|
Bu filmi çevirmeye karar vermemin iki sebebi var.
Birinci sebep; bir dostumun internette "Ben bu filmin
çevirisini sayın gitarisyen abimizden rica ediyorum. O
eski filmlere düşkün gözüküyor." şeklindeki mesajını
görünce filmi izleyip, beğenirsem çevirisini yapmaya
karar verdim. Ve filmi izledim. Filmi izledikten sonra
beğenmekle beraber, çevrilecek satır sayısının biraz
fazla olması, kaynak İngilizce alt yazıda bazı
eksiklikler ve hatalar bulunması, üstelik -klasik
filmlerde her ne kadar gramer kurallarına çok uygun
konuşulsa da- biraz ağdalı, seviyeli, zaman zaman eskide
kalan bir dil kullanılması ve üstelik Titanic felaketine
her konuda yabancı olmam ve teknik bir hata yapmak
istemememden dolayı neredeyse çeviriyi yapmaktan
vazgeçiyordum. Ancak filmin içinde bir şey vardı ki;
işte bu filmin çevirisini yapmak isteyişimin ikinci
sebebi buydu: Briç... Evet, eskiden çok uzun süre
oynadığım, sabahlara kadar masalardan kalkmamama sebep
olan ve dünyanın en büyüleyici oyunlarından biri olan
briç. Filmde gemide bir briç partisi var ve -zaman zaman
sadece kokusu ya da konusu olsa bile- filmin geneline
yayılmış durumda. Birkaç senedir ara verdiğim bu oyunu
filmde görünce eski bir dosta rastlamış gibi oldum ve
çeviriye giriştim.
Çeviriyi yaparken -her ne kadar çoğu izleyiciye yabancı
gelecek olsa da- standart briç terimlerini Türkiye'de
kullanıldığı şekliyle çevirdim. (Küçük bir örnek: "No
trump" ifadesinin tam çevirisi "kozsuz" demektir ama ben
bu briç terimini Fransızca'dan Türkçe'ye geçtiği ve
Türkiye'de kullanıldığı şekliyle "sanzatu" olarak
çevirdim.)
Bunun dışında beni zorlayan iki etken de vardı. İlk
olarak Titanic konusuna oldukça yabancıydım. Hatta (sırf
Leonardo DiCaprio benden daha yakışıklı olduğundan ve
onu kıskandığım için (!) sebepsiz bir önyargıyla)

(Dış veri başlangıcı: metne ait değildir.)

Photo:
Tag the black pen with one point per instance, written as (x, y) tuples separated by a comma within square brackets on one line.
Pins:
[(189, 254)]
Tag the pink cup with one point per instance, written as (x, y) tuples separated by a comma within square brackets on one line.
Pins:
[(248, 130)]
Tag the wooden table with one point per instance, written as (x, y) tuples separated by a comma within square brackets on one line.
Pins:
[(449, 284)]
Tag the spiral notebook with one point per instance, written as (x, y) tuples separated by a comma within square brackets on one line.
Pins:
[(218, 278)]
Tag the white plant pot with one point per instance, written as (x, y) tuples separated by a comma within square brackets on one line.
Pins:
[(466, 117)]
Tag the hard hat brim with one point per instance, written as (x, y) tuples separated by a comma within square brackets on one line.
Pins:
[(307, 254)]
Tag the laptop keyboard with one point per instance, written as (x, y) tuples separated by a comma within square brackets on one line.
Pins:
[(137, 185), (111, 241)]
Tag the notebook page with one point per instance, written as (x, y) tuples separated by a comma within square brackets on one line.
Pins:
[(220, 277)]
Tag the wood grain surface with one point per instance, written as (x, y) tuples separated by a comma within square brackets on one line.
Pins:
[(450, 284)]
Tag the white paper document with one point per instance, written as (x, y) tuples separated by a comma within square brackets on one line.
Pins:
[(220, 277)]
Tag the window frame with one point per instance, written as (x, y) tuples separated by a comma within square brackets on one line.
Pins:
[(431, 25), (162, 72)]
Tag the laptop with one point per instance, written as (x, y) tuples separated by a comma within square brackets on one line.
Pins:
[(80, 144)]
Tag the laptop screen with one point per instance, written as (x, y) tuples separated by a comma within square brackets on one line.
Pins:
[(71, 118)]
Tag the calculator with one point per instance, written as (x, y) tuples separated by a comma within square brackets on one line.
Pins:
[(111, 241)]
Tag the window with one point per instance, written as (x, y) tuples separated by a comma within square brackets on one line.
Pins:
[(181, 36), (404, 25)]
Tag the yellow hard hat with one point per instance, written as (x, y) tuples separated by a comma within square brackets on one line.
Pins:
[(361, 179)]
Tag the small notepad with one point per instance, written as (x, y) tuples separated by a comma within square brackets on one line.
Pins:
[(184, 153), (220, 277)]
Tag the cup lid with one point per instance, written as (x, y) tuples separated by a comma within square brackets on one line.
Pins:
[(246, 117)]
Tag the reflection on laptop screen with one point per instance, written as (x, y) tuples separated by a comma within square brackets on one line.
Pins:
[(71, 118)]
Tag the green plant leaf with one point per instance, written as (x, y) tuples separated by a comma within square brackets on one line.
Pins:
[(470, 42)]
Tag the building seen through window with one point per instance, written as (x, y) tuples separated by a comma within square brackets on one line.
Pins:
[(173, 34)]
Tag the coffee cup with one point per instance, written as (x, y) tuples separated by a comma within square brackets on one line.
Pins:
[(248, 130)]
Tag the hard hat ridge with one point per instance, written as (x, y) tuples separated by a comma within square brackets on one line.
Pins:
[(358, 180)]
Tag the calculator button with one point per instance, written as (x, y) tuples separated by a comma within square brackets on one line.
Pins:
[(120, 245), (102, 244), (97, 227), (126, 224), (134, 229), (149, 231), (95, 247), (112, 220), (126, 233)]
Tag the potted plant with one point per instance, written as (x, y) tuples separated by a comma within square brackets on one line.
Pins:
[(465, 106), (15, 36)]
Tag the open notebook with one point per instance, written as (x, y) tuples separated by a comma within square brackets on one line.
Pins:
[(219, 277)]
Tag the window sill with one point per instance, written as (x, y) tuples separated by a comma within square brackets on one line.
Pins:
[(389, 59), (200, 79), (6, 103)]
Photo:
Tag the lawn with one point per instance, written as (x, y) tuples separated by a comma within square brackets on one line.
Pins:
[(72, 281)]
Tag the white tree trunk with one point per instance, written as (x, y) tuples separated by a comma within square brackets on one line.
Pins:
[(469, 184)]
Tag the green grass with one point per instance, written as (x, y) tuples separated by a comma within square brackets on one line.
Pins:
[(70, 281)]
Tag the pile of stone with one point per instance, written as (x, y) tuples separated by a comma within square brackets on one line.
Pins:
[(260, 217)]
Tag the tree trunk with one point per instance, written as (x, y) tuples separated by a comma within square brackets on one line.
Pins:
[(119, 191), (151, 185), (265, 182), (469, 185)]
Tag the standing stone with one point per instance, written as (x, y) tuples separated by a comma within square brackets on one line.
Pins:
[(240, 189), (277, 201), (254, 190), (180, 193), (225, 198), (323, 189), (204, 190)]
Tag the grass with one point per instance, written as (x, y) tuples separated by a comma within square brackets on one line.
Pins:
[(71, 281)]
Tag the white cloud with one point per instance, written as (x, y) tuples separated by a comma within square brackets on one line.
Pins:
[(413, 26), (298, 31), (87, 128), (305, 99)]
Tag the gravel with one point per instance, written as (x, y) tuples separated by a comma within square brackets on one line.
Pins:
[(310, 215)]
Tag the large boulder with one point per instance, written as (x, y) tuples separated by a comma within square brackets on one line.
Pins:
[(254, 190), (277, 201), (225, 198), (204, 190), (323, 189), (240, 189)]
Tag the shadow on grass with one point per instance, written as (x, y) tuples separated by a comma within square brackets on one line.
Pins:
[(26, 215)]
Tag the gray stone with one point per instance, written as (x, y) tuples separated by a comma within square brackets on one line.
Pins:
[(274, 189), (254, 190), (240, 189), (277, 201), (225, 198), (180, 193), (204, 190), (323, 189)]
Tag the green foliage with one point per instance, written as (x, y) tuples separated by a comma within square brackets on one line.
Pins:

dünyada hemen hemen herkesin izlediğini düşündüğüm 1997
yılı yapımı "Titanic" filmini bile izlememiştim. O
yüzden önce "Titanic" konusunda geniş bir araştırma
yapmaya çalıştım ve oldukça ilginç bilgilere de ulaştım.
Arkasından da Leonardo DiCaprio'nun oynadığı "Titanic"
filmini izledim. Kafamda çoğu şey netleştikten ve bilgi
sahibi olduktan sonra da çeviriye başladım. Beni
zorlayan ikinci etkense filmde bol bol kullanılan
denizcilik terimleri oldu. Geçtim tamyol tornistanı,
yüryayı, viyayı, pruvayı; iskeleyi, sancağı bile
bilmiyordum. Eh, bunları da araştırıp öğrendim ve elden
geldiğince denizcilik terimlerinde bir hata yapmamaya
çalışarak çeviriye yedirdim.
Çeviri yapmanın en sevdiğim taraflarından biri de bu:
Hep bir şeyler öğreniyorsunuz. Daha önce de 2007 yılı
yapımı "Munyurangabo" filmini çevirirken yaptığım
araştırmalarda 1994 yılında Ruanda'da gerçekleşen
soykırımın ayrıntılarını öğrenmiştim.